IV/ La bataille de Gazala et Bir Hakeim (1ère partie)


Durant quatre mois, de l’hiver au printemps 1942, le front se stabilisa. Malgré de très insignifiantes escarmouches, les deux camps mirent à profit ce temps pour réorganiser et résoudre les problèmes. Auchinleck tentait, de son côté, d’améliorer la coordination entre les différentes unités, alors que Rommel essayait de rassembler les siennes pour les futurs opérations.
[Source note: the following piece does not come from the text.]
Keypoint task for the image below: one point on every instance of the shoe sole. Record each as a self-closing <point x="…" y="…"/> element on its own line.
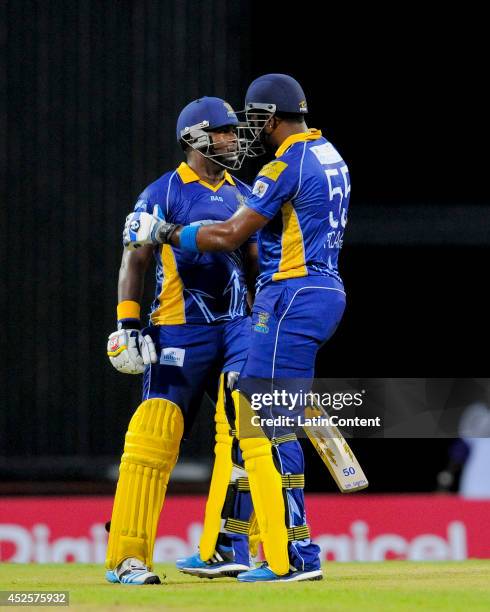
<point x="303" y="577"/>
<point x="230" y="572"/>
<point x="112" y="578"/>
Au début de 1942, la 2ème flotte de la Luftwaffe se retrouva posté en Sicile, après avoir été retiré du front de l’est, pour bombarder l’île de Malte, point névralgique pour le système de convois en Méditerranée. Le 18 décembre 1941, des torpilles humaines italiennes avaient coulés deux cuirassés dans le port d’Alexandrie et les mines, mouillés aussi par les Italiens, avaient mis hors de combat l’escadre se trouvant à Malte. Cela permit aux forces de l’Axe d’obtenir un ravitaillement suffisant pour récupérer leurs effectifs et ainsi préparer l’offensive suivante. 60000 tonnes de carburant sont reçus en janvier et 150000 en avril, ainsi qu’un grand nombre de char, de véhicules et autres équipements.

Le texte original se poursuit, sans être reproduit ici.